The legally mandated slashing of interconnect rates across the mobile sector had many industry pundits claiming the full and final death of least cost routing (LCR). But, while the shift in market dynamics certainly changed the way the telephone management game was played, the recent release of low-cost bundle offerings means the death of LCR has turned out to be very exaggerated.
“Before one even gets to recent pricing shifts, it's important to note that LCR will always be an important cost management tool,” says Kevin Greig, Sales Manager at SS Telecoms, one of South Africa's leading telephony solution providers.
“Pricing in the market is variable, so there will always be a least cost route to follow. Granted, in certain phases, the savings may be more marked than in others, but LCR will always be an important cost management tool for most organisations.”
General telephony cost management theory aside, the recent releases by various operators of low-cost bundle offerings has without doubt significantly improved the immediate savings on offer via LCR.
“Businesses should be taking advantage of this. The dynamic could change at any time, of course, so the long-term priority should be on ensuring the organisation has the permanent ability to analyse all costs, and automatically route via the cheaper option,” says Greig.

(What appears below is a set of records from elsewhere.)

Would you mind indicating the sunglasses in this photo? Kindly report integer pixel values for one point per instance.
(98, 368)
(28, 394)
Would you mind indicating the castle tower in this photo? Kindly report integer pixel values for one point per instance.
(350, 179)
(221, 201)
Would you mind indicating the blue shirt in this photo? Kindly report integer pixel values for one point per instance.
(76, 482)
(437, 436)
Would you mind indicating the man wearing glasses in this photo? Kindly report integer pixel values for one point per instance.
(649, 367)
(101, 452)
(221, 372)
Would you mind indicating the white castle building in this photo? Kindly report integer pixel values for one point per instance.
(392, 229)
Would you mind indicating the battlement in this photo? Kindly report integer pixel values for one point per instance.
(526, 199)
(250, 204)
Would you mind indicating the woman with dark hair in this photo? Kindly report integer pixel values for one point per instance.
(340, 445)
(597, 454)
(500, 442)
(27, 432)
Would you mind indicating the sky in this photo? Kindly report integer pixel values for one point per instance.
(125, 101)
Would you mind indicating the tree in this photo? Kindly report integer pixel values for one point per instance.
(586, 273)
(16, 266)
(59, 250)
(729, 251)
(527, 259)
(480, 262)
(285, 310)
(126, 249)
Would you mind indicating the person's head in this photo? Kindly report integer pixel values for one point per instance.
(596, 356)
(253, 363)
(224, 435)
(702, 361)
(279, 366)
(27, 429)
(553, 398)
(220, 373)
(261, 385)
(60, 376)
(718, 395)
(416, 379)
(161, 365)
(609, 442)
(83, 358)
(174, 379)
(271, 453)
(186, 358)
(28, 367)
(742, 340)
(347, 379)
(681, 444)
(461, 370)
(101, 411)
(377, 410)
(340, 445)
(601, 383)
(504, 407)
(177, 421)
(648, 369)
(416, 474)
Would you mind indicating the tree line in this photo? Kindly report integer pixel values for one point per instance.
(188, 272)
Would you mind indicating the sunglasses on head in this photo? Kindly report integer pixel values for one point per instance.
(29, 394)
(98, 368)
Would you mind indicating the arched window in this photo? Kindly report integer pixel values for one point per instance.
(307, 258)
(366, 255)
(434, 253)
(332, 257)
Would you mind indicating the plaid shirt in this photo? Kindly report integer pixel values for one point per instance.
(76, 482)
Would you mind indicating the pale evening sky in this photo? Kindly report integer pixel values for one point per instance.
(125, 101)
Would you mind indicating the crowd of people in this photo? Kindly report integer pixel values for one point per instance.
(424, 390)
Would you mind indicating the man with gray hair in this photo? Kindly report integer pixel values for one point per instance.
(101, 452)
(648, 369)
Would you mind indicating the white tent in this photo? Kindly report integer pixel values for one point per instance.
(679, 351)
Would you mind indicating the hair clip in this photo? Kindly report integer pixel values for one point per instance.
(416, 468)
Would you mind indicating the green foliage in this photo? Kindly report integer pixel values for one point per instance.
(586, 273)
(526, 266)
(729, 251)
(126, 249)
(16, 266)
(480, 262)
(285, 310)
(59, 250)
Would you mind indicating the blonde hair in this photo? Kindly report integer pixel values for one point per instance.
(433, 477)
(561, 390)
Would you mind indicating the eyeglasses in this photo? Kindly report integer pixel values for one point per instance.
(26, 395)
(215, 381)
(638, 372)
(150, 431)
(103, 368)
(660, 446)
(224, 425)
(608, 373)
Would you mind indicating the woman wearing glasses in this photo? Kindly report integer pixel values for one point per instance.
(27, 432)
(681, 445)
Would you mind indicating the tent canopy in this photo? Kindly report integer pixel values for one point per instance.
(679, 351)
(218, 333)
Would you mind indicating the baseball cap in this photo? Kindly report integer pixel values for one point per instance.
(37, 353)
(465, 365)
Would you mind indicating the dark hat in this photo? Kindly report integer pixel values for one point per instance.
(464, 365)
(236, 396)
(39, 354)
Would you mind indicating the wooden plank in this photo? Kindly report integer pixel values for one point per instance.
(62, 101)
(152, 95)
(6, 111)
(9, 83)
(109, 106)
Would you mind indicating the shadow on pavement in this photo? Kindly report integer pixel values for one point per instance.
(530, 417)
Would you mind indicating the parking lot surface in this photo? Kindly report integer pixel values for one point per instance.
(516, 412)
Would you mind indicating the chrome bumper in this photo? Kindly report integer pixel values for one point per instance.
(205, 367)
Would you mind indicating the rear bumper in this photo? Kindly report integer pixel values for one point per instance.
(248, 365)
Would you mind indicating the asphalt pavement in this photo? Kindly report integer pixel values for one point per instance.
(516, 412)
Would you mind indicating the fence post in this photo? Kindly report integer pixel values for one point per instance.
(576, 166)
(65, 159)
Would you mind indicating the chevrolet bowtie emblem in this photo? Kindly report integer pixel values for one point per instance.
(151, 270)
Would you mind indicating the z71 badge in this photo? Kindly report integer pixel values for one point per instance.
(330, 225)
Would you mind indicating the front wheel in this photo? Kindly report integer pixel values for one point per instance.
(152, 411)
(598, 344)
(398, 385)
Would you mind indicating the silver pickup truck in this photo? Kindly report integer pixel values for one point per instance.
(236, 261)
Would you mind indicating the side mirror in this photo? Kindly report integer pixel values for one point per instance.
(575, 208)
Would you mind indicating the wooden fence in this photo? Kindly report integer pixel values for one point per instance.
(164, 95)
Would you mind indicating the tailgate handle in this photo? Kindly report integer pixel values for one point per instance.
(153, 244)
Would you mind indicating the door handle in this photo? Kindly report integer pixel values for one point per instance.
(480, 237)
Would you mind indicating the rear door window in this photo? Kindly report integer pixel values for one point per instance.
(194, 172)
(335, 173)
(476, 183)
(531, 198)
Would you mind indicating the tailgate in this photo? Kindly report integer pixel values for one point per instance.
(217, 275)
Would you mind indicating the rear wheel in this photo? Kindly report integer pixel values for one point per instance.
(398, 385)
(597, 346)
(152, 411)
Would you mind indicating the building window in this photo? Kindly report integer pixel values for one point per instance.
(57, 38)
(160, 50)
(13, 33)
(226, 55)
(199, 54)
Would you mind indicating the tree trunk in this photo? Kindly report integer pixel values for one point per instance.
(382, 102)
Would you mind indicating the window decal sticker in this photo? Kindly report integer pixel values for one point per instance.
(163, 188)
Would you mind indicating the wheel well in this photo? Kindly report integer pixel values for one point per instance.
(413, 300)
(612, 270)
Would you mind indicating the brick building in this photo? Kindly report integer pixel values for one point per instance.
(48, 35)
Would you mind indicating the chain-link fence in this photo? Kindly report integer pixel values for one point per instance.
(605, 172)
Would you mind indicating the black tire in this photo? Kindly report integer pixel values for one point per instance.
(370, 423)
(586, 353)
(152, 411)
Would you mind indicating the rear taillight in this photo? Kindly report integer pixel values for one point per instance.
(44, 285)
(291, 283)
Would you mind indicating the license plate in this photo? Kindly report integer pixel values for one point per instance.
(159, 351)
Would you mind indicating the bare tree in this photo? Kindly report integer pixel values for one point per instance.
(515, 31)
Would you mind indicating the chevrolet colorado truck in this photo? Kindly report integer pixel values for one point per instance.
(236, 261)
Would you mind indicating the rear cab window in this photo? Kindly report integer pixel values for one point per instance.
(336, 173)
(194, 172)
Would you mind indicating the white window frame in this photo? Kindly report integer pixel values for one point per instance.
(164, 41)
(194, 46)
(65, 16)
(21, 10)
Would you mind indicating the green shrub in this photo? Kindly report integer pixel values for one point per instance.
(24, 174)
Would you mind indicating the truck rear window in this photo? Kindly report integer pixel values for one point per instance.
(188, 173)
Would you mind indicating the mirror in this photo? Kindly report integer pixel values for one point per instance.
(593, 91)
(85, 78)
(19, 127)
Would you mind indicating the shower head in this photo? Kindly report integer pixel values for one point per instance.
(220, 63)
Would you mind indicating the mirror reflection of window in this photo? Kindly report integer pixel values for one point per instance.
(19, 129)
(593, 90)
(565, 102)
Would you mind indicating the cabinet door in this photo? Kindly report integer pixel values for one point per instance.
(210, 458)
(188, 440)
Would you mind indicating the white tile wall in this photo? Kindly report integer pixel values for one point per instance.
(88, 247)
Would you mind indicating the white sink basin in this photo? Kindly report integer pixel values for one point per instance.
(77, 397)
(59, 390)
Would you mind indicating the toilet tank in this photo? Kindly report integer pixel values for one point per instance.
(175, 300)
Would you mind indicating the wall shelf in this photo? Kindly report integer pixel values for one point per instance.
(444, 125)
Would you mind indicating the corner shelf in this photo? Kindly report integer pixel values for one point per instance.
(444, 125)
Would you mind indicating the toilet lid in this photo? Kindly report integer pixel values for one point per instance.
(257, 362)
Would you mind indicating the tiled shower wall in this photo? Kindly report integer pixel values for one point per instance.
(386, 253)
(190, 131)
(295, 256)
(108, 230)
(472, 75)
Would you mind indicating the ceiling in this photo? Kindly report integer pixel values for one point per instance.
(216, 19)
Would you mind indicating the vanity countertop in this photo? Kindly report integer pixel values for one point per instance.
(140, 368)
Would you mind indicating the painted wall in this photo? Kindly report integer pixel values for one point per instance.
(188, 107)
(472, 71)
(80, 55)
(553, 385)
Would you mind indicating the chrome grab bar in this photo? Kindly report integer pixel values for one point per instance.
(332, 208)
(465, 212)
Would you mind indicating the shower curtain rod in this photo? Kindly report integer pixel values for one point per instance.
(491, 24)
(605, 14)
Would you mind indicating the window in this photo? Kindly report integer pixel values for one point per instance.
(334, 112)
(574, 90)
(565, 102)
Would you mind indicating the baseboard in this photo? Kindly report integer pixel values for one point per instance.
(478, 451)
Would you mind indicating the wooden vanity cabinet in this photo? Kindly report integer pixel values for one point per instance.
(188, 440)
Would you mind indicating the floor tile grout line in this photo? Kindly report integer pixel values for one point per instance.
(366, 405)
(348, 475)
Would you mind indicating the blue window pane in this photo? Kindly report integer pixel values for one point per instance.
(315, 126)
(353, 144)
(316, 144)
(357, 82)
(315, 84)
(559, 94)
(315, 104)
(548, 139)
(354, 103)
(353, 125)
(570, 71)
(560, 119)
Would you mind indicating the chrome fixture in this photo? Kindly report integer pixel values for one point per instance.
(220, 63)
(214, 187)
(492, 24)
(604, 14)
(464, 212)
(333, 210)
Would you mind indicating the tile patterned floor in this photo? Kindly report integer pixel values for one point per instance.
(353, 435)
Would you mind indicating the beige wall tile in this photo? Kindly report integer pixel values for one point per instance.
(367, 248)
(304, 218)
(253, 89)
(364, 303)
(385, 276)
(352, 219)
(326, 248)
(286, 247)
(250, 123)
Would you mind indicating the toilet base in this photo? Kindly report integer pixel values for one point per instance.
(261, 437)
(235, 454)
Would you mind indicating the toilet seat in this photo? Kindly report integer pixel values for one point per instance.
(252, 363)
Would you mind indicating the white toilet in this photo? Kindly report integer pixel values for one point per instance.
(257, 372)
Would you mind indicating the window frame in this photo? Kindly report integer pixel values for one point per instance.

Greig also points out that LCR technology is not overly complex, or expensive. The LCR device or Premicell, for example, attaches easily to a standard company PABX switchboard. It contains a SIM card with a cellphone contract, and any calls made to a cellphone number are routed from the PABX via the optimum mobile route, instead of through the Telkom landline network and on to the cellphone.
“Yes, LCR is back,” concludes Greig. “But, honestly, it never went anywhere. With so many different providers and cost structures out there, LCR must be a fundamental part of any organisation's telephone management set-up. It really is as simple as that.”